NEWARK, N.J. -- For the better part of the first 40 minutes in Game 3 Saturday, the Rangers couldn't figure out how to do what they talked about doing, what they know they need to do in order to beat the Devils.
To get to the Stanley Cup Final, they are going to have get the puck in deep, win the battles along the wall to keep it down low, and create chances by making plays from behind the goal line.
They call it simplifying their game, but executing that style against the aggressive forechecking Devils is not easy, especially when Martin Brodeur will jump at any chance to play the puck and swiftly get it out of the zone to start another attack.
However, finally -- and that is a word that needs to be stressed considering seven of the first eight periods of the Eastern Conference Finals had been played and pretty much dominated by the Devils -- the Rangers were able to attack and get the zone time they needed as soon as the third period started Saturday.
It should come as no surprise then that they created two excellent scoring chances, drew a penalty, and scored a power-play goal that got them going in a 3-0 victory that put them up 2-1 in the series.
"That's what we want to do, get the puck deep, be first to the puck, win some battles," Rangers forward Carl Hagelin told NHL.com. "You could see we created chances from the slot and if you have a shot from the slot it's always a good chance. That's what we want to do, get on pucks and make them play 'D.'"

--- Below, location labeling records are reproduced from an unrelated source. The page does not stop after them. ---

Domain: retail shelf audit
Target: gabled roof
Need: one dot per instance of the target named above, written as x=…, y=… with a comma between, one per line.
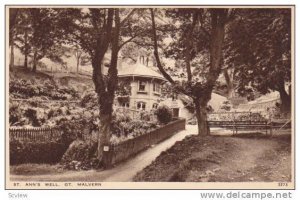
x=138, y=70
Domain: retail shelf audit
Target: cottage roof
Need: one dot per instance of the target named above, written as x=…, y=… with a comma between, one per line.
x=138, y=70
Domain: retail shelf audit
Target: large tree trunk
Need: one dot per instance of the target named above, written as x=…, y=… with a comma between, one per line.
x=77, y=67
x=34, y=61
x=26, y=50
x=103, y=151
x=285, y=100
x=229, y=83
x=12, y=56
x=201, y=115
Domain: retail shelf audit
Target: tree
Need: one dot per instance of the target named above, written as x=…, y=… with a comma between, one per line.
x=201, y=36
x=98, y=31
x=261, y=52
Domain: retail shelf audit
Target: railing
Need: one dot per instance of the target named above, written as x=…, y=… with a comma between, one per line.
x=131, y=147
x=34, y=134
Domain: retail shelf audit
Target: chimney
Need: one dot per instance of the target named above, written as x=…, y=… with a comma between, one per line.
x=120, y=62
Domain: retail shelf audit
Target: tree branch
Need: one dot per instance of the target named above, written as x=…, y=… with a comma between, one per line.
x=127, y=17
x=154, y=37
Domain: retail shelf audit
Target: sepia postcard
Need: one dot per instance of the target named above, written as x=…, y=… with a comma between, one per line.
x=150, y=97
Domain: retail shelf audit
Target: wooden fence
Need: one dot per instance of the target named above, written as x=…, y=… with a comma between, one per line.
x=131, y=147
x=34, y=134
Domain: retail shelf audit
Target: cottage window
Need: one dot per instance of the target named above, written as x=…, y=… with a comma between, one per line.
x=141, y=105
x=125, y=105
x=142, y=86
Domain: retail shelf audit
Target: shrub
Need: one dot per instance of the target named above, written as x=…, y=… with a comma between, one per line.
x=35, y=152
x=164, y=114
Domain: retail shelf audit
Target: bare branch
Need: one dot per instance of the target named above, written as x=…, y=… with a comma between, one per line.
x=159, y=65
x=127, y=17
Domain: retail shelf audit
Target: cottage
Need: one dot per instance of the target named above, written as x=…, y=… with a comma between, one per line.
x=144, y=85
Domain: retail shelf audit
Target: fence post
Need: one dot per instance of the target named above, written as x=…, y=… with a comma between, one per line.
x=250, y=116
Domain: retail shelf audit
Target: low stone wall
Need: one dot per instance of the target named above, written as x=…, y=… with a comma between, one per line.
x=128, y=148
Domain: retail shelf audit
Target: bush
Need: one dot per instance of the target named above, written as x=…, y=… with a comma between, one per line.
x=35, y=152
x=164, y=114
x=80, y=156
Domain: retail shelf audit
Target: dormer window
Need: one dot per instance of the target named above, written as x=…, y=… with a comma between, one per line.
x=155, y=106
x=142, y=86
x=141, y=105
x=156, y=88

The Rangers did not do it at all in the first period and they were lucky to head to the dressing room with the game still scoreless. They were somewhat better in the second, but still not good enough to stop New Jersey from getting 15 shots on goal that were fortunately all stopped by Henrik Lundqvist.

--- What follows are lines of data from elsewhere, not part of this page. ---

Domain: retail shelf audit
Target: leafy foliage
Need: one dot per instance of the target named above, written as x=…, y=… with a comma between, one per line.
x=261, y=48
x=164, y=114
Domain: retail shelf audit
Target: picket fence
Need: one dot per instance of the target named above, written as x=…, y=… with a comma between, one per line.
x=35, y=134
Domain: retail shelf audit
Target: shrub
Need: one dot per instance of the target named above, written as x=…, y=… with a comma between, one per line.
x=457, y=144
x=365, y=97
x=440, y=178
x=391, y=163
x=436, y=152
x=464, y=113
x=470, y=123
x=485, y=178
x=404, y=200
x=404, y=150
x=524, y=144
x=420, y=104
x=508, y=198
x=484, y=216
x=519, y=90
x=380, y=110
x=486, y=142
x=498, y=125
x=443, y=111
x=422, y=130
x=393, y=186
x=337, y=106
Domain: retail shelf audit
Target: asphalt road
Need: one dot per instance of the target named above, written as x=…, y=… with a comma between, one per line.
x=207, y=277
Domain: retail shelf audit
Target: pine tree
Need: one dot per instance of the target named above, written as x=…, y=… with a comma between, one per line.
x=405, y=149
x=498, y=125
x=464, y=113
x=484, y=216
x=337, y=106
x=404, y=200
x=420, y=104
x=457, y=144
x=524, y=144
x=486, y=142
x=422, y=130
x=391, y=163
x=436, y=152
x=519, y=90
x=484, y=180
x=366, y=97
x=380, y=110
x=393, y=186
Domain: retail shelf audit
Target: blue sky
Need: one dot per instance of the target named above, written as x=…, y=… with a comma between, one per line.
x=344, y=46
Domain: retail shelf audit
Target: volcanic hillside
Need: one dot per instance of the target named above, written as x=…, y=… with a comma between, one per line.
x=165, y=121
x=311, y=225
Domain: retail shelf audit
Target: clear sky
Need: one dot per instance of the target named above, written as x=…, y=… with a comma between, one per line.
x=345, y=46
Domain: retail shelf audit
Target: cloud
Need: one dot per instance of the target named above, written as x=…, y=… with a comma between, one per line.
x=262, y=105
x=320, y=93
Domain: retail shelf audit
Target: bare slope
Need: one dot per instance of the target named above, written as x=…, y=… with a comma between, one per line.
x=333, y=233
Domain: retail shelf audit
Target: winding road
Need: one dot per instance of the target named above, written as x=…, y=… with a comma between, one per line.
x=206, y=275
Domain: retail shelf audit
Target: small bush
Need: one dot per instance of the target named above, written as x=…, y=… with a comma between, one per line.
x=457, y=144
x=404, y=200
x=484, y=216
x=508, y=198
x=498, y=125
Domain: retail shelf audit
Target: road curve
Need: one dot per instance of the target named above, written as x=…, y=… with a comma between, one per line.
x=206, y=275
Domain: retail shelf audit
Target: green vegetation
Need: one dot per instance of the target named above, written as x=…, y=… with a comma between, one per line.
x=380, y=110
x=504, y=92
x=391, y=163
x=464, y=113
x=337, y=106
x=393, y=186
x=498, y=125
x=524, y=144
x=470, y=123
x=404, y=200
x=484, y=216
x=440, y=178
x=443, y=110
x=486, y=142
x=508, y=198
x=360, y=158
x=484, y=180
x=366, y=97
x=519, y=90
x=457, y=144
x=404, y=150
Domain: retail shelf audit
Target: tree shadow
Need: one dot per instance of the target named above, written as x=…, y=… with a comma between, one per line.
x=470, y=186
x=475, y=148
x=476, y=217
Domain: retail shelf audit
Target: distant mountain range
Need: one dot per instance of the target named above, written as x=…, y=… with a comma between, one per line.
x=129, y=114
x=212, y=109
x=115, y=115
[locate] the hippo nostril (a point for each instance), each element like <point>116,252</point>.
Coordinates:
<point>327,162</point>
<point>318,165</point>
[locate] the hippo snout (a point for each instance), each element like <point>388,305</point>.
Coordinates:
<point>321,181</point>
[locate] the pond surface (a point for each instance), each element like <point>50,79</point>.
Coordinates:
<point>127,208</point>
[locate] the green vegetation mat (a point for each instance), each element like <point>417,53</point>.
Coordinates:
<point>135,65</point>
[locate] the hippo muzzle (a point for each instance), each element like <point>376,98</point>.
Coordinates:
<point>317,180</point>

"We spent too much time in our end zone," Rangers coach John Tortorella said. "That's due a little bit to them and due to us also, as far as some of the struggles we've had."

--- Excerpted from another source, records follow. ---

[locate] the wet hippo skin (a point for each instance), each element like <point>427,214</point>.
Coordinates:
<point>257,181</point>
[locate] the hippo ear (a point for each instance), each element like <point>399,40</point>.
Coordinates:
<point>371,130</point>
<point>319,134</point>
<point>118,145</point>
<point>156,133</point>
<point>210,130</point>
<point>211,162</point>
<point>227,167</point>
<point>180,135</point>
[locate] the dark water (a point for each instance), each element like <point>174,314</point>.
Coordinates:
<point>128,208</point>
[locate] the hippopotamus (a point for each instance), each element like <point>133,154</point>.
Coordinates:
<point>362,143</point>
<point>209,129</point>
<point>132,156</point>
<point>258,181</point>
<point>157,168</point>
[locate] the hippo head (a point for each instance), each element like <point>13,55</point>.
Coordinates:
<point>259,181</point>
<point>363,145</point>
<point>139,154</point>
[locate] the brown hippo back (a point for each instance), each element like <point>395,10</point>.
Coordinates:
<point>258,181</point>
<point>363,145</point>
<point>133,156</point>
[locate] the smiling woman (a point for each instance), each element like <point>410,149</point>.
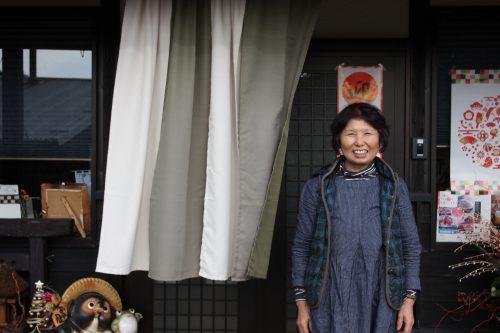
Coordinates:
<point>356,253</point>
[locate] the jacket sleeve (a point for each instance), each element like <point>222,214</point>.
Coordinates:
<point>304,233</point>
<point>409,235</point>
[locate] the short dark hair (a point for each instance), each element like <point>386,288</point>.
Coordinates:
<point>363,111</point>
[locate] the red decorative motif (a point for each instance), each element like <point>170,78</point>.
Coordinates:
<point>478,132</point>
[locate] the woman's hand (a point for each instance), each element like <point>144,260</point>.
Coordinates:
<point>304,322</point>
<point>405,316</point>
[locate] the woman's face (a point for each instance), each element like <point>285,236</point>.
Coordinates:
<point>360,143</point>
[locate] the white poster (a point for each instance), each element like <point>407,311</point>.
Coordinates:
<point>462,217</point>
<point>475,123</point>
<point>359,84</point>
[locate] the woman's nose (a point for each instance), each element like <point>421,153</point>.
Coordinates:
<point>359,141</point>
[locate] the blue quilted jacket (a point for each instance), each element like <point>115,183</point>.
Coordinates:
<point>316,274</point>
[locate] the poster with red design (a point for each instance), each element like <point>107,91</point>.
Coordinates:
<point>475,125</point>
<point>359,84</point>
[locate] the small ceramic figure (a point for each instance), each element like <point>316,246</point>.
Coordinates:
<point>126,321</point>
<point>90,312</point>
<point>89,305</point>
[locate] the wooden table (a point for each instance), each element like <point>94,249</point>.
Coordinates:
<point>37,231</point>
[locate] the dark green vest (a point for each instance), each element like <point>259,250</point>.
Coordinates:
<point>316,276</point>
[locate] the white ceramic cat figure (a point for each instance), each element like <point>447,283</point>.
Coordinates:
<point>126,321</point>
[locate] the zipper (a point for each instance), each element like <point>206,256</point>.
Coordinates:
<point>388,237</point>
<point>329,230</point>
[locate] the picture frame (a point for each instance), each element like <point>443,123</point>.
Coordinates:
<point>63,200</point>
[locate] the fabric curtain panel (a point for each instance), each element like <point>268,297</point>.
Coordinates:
<point>199,125</point>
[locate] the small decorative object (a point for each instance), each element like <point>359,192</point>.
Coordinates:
<point>40,312</point>
<point>126,321</point>
<point>89,304</point>
<point>67,201</point>
<point>10,202</point>
<point>12,287</point>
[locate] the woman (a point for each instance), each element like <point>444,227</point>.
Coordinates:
<point>356,252</point>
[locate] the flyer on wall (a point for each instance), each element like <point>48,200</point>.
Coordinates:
<point>475,125</point>
<point>461,217</point>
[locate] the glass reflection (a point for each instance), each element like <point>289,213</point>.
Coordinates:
<point>49,114</point>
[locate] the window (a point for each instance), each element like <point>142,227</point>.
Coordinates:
<point>48,96</point>
<point>46,104</point>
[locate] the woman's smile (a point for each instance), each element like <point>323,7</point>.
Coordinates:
<point>360,144</point>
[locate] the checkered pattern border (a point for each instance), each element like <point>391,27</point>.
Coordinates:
<point>9,199</point>
<point>472,76</point>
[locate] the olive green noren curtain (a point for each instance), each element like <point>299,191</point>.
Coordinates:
<point>200,114</point>
<point>271,67</point>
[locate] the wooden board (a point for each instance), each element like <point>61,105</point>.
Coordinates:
<point>67,201</point>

There was, however, a noticeable change in the Rangers aggressiveness to start the third.
In the three minutes and 18 seconds before defenseman Dan Girardi scored what turned into the game-winner, the Rangers won four faceoffs, including two in the offensive zone after the Devils iced the puck. Hagelin set up Brad Richards for a shot from the slot that hit the crossbar. Marian Gaborik was also inches away from beating Brodeur through his five-hole.
The Rangers kept possession and pressure enough that Gaborik eventually drew a hooking penalty on Bryce Salvador near the right-wing corner 2:11 into the period. And, after Richards' second straight faceoff win, Girardi blasted a one-timer past Brodeur from the inner edge of the right circle to give the Rangers a 1-0 lead at 3:19.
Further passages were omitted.